When I disappoint a friend, I disappoint myself. When a friend disappoints me, it happens that I never get over it. Nothing hurts more, for me, than these heartbreaks that arise in unsuspected areas. Friendship is a bit like the bond of love in that it can begin with an explosion of confetti, and end with the bitterest of disappointments. After the confetti, inevitably comes this moment when the other reveals himself in what he is, more and more, and, as in the bond of love, it is there, perhaps, that the true nature of the bond of friendship begins.

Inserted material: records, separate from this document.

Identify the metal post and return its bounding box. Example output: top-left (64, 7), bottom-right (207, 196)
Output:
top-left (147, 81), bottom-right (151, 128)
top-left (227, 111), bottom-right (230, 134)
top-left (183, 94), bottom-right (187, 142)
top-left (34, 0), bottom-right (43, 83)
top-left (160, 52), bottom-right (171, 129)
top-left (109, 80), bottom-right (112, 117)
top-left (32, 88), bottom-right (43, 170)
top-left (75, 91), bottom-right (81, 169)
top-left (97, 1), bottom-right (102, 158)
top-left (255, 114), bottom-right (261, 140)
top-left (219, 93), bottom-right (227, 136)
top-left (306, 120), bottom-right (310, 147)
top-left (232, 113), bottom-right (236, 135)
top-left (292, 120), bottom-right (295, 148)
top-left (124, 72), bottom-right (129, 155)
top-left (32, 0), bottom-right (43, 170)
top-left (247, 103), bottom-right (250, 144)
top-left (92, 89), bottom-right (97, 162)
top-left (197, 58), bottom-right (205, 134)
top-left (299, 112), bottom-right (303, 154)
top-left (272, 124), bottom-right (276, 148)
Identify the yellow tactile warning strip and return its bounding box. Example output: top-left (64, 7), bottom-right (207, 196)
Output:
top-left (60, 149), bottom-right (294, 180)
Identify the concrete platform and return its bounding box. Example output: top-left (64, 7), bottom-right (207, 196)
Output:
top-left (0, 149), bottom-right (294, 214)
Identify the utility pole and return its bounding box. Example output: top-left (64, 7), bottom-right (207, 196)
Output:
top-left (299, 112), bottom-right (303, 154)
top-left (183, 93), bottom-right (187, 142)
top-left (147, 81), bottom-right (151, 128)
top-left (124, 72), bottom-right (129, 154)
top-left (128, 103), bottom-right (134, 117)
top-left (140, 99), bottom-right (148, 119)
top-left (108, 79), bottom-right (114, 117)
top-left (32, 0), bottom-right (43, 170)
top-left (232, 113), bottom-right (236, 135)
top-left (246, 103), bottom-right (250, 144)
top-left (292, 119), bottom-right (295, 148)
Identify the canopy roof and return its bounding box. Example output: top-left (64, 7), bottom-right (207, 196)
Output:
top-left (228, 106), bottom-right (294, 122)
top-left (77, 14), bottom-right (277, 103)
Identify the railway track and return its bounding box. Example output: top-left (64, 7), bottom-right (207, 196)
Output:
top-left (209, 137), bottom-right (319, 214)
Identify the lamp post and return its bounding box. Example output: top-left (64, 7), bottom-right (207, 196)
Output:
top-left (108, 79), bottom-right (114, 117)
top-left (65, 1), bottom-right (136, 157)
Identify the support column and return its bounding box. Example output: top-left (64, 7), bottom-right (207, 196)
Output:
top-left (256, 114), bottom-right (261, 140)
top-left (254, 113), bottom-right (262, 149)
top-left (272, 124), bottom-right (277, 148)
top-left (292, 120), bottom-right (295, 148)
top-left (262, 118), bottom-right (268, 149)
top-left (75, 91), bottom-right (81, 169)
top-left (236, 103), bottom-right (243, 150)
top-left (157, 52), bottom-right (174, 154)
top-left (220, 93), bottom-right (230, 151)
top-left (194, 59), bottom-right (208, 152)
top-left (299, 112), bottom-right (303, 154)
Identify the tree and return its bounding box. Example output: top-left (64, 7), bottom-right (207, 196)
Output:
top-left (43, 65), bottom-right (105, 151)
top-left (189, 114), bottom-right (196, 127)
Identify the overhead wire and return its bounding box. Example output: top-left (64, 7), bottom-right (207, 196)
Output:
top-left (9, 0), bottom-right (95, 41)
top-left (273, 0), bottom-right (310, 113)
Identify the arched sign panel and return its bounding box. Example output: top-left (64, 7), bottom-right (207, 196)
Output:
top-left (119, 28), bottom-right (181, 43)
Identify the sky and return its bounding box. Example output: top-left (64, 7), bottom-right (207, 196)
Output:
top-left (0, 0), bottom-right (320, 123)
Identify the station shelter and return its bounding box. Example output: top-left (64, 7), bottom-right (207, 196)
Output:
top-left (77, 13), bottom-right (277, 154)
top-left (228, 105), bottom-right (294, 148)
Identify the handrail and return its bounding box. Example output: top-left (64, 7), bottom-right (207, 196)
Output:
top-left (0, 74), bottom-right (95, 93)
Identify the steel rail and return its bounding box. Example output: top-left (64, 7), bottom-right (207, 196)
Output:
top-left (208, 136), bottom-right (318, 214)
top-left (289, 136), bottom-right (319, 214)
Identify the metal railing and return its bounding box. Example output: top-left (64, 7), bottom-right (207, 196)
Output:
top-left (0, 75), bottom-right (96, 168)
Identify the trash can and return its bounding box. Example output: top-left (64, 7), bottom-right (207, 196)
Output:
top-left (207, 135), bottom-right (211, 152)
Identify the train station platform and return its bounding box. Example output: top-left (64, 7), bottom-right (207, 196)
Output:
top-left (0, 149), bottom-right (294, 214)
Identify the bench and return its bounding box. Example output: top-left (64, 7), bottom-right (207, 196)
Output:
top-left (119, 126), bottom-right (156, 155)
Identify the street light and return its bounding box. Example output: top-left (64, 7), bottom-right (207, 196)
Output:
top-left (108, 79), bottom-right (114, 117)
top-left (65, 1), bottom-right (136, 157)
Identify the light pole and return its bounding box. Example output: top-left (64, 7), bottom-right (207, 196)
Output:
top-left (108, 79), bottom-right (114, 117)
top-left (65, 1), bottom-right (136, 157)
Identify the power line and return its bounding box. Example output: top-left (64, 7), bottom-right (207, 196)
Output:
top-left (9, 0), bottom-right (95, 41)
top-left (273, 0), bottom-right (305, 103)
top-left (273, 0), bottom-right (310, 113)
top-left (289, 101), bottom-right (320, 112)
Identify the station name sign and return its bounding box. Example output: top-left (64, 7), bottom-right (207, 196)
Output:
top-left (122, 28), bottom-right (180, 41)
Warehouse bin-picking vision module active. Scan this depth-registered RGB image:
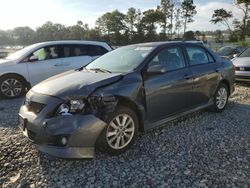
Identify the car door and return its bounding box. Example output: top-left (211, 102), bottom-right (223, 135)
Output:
top-left (144, 47), bottom-right (192, 123)
top-left (62, 44), bottom-right (92, 71)
top-left (185, 46), bottom-right (220, 106)
top-left (27, 45), bottom-right (62, 85)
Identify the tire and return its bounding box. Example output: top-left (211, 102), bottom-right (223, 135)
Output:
top-left (210, 83), bottom-right (229, 113)
top-left (0, 75), bottom-right (26, 99)
top-left (97, 106), bottom-right (139, 155)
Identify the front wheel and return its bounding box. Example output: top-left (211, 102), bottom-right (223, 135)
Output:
top-left (97, 107), bottom-right (139, 155)
top-left (0, 75), bottom-right (25, 98)
top-left (212, 83), bottom-right (229, 112)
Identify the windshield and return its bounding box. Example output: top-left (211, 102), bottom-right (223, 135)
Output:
top-left (86, 46), bottom-right (153, 73)
top-left (6, 44), bottom-right (37, 60)
top-left (239, 48), bottom-right (250, 57)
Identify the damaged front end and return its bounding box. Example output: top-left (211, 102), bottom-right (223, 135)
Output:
top-left (19, 92), bottom-right (118, 158)
top-left (56, 95), bottom-right (118, 121)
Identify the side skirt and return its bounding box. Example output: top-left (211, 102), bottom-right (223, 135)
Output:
top-left (144, 100), bottom-right (213, 131)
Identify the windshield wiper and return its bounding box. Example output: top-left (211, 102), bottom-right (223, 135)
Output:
top-left (87, 68), bottom-right (112, 73)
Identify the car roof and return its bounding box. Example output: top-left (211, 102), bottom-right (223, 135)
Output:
top-left (127, 41), bottom-right (203, 47)
top-left (33, 40), bottom-right (110, 45)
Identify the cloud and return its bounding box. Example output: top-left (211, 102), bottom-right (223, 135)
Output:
top-left (187, 2), bottom-right (242, 31)
top-left (0, 0), bottom-right (241, 30)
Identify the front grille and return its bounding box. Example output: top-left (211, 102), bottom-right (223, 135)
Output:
top-left (236, 67), bottom-right (250, 71)
top-left (25, 99), bottom-right (46, 114)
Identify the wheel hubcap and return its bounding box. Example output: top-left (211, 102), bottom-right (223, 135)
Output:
top-left (106, 114), bottom-right (135, 149)
top-left (1, 79), bottom-right (22, 97)
top-left (216, 87), bottom-right (227, 110)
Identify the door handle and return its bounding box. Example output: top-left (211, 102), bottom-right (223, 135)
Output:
top-left (63, 62), bottom-right (70, 66)
top-left (54, 63), bottom-right (61, 67)
top-left (215, 68), bottom-right (220, 72)
top-left (183, 74), bottom-right (192, 80)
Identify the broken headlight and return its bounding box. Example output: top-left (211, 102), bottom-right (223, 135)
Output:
top-left (57, 99), bottom-right (85, 115)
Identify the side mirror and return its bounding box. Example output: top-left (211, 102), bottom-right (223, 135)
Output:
top-left (29, 55), bottom-right (38, 62)
top-left (233, 54), bottom-right (239, 57)
top-left (147, 65), bottom-right (167, 75)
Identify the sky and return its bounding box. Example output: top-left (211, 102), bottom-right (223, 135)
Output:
top-left (0, 0), bottom-right (242, 31)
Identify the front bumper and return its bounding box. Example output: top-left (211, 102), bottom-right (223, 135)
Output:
top-left (19, 92), bottom-right (106, 158)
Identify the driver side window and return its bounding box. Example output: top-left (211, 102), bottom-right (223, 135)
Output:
top-left (149, 47), bottom-right (185, 71)
top-left (31, 46), bottom-right (58, 61)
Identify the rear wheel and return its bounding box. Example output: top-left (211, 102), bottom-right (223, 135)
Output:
top-left (97, 107), bottom-right (138, 155)
top-left (211, 83), bottom-right (229, 112)
top-left (0, 75), bottom-right (25, 98)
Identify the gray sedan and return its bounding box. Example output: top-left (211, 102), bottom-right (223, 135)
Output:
top-left (232, 48), bottom-right (250, 81)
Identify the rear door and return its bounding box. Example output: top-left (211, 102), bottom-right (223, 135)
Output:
top-left (185, 45), bottom-right (220, 106)
top-left (144, 46), bottom-right (192, 123)
top-left (27, 45), bottom-right (62, 85)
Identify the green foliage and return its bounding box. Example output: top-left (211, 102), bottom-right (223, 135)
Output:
top-left (181, 0), bottom-right (197, 33)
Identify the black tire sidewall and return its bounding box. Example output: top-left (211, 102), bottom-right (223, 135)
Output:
top-left (96, 106), bottom-right (139, 155)
top-left (0, 75), bottom-right (25, 99)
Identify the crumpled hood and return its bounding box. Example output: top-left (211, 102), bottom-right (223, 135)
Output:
top-left (232, 57), bottom-right (250, 67)
top-left (32, 70), bottom-right (122, 98)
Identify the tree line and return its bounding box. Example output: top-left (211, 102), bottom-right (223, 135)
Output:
top-left (0, 0), bottom-right (250, 45)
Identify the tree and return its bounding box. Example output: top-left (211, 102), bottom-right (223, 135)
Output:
top-left (236, 0), bottom-right (250, 40)
top-left (183, 31), bottom-right (196, 40)
top-left (13, 27), bottom-right (35, 45)
top-left (210, 8), bottom-right (233, 34)
top-left (125, 7), bottom-right (140, 39)
top-left (181, 0), bottom-right (197, 33)
top-left (36, 21), bottom-right (68, 42)
top-left (142, 9), bottom-right (164, 40)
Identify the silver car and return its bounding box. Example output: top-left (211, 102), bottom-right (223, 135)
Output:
top-left (232, 48), bottom-right (250, 81)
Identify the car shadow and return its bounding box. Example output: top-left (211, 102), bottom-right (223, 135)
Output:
top-left (32, 101), bottom-right (250, 186)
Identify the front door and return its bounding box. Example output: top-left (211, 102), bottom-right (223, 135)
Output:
top-left (186, 46), bottom-right (220, 107)
top-left (144, 47), bottom-right (192, 123)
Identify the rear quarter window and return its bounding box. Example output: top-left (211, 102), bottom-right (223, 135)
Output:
top-left (186, 47), bottom-right (215, 65)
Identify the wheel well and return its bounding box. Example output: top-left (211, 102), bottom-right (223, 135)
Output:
top-left (220, 80), bottom-right (231, 95)
top-left (118, 97), bottom-right (144, 132)
top-left (0, 73), bottom-right (31, 89)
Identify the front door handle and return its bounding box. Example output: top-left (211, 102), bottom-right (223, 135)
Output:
top-left (54, 63), bottom-right (61, 67)
top-left (183, 74), bottom-right (192, 80)
top-left (215, 68), bottom-right (220, 72)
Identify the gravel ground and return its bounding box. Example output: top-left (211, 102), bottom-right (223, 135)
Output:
top-left (0, 84), bottom-right (250, 188)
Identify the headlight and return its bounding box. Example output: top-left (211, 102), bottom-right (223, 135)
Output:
top-left (70, 100), bottom-right (85, 112)
top-left (57, 99), bottom-right (85, 115)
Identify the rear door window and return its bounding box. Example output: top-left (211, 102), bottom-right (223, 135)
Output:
top-left (186, 47), bottom-right (214, 65)
top-left (149, 47), bottom-right (186, 71)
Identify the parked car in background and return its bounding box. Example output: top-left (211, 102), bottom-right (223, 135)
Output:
top-left (0, 40), bottom-right (112, 98)
top-left (19, 42), bottom-right (234, 158)
top-left (217, 46), bottom-right (246, 60)
top-left (232, 48), bottom-right (250, 81)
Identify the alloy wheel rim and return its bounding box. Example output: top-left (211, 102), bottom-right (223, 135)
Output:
top-left (1, 78), bottom-right (22, 97)
top-left (216, 87), bottom-right (227, 110)
top-left (106, 114), bottom-right (135, 149)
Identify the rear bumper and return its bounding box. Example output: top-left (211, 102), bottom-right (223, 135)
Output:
top-left (19, 93), bottom-right (106, 158)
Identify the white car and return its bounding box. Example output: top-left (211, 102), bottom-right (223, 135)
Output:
top-left (0, 40), bottom-right (112, 98)
top-left (232, 48), bottom-right (250, 81)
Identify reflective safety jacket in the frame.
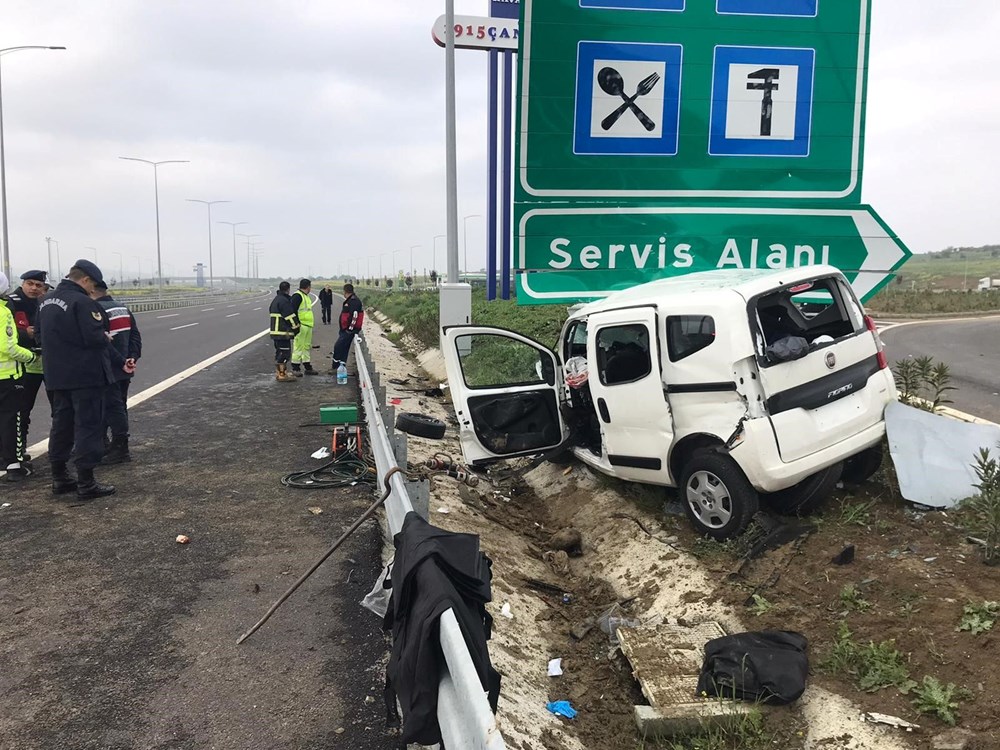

There, as in the shrink’s office, there is indeed, yes, something of the famous transference, the one that involves pinning on the other a whole bunch of projections, desires that do not much concern the real person in front of whom we find ourselves. And as in the cinema, inevitably, the lights come back on at some point. We then become aware that there was indeed a screen, with on top of it all a bunch of images that made us vibrate, certainly, but which came from an imaginary world that, sometimes, no longer fits the reality of this other to whom we are addressing ourselves. And it is there, it seems to me, that the most beautiful part of friendship can unfold. We become touched by the wound of the other, by his unique identity configuration, by the precise way he has chosen (or not) to walk his person in a world that escapes him, also him. We are seduced at first, then afterwards, we root our friendship in a form of decision to support this imperfect being, just like us, in this path that we take together. This week, it warmed my heart to be there, only, for my sad friends.

Little laces of words, of new memories, pearled through this silence which is also the privilege of true friendships, have gently settled in the solid setting of our affection, deepening even further our so necessary friendships.